In the past week I feel like I’ve said more stupid and inconsiderate things than ever before. The worst thing, luckily, was just something that just came out wrong. The others were just not nice and I increasingly regretted them. When I was a kid, I can remember my father instructing me to think before I speak. I still don’t, at least, I spend more time wishing I could take things back than I’d like. It is a source of anxiety for me, and I need to eliminate as many of those as I can. The anxiety is often caused by the though of someone finding out what I’d said. Whether it’s the person I said it about, or someone that would be aghast that I said something of the sort. Solution: don’t say things you wouldn’t want everyone to know. Simple.

Unfortunately, I’m not a social genius. As I am sure is true for many, I know my motivation is not a malicious one. It’s the one that struggles to be liked and takes the wrong means to get there.

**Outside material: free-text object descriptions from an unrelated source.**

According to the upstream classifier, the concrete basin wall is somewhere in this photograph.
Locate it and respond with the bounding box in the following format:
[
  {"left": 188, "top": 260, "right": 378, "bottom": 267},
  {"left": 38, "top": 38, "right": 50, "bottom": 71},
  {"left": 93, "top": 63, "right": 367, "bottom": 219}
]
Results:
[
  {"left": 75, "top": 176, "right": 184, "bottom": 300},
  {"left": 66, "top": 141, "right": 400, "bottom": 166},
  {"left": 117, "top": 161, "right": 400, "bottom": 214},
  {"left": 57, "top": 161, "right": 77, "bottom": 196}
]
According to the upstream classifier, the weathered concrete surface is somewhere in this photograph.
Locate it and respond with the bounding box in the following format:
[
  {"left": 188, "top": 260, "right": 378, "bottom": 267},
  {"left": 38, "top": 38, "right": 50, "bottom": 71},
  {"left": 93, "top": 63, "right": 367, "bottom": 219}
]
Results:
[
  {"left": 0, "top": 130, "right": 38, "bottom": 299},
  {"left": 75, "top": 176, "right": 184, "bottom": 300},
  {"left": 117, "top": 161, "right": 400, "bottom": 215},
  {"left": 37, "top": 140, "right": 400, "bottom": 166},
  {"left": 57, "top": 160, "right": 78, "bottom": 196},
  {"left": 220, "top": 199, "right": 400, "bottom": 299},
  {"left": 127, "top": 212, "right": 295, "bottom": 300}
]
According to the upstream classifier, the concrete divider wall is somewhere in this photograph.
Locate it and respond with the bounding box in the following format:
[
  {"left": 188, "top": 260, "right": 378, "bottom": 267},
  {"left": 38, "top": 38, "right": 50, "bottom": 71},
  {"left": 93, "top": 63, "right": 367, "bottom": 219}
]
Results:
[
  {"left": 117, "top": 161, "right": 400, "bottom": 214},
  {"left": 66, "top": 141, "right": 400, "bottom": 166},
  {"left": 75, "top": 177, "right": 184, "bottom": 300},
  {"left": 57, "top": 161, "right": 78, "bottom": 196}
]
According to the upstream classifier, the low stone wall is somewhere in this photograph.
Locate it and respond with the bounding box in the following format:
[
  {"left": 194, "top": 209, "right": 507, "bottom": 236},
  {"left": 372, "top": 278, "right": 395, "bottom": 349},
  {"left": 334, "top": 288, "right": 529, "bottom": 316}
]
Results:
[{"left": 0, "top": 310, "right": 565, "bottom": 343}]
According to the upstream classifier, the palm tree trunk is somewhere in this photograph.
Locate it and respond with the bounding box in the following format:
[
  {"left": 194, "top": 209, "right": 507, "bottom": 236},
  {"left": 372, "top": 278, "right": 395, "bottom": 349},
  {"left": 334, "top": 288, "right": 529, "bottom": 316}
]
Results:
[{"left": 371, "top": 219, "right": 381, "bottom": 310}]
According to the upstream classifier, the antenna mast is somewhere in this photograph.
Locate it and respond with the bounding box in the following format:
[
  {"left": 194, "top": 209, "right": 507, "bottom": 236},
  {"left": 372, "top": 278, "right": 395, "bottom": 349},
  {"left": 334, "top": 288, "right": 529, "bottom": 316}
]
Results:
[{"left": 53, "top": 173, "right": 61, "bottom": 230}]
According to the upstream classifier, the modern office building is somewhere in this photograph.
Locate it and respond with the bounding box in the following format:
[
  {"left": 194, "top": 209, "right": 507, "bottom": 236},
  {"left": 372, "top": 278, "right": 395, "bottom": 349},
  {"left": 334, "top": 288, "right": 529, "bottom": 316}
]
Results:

I was inspired the other day by a post on Work Happy Now entitled Create the Work Atmosphere You Want. For me this post can be applied to all social situations, not just for interacting with coworkers. I want to take a more active role in conversation, rather than waiting until I can submit my experience to the story, as I so often always do. I want to be a better listener, to ask more questions to bring people out, and to remember their answers. This is how to get people to like you.

And for something specific, I want to stop labeling people and things as stupid. It’s a terrible adjective, and one that I cannot bear to have assigned to me, to even perceive that it’s been assigned to me or something I’ve done. I have a primal fear of being thought of as stupid. So why would I place this label on someone or something else? Awful.

This afternoon I had a brief conversation with a coworker that I don’t often get to talk to. I asked him what his plans were for the long weekend, made a joke (I’ll never be able to quell the urge to make people laugh), and didn’t tell him what my plans were. He didn’t ask, and that was OK. I felt really good when I walked away. I want more of that.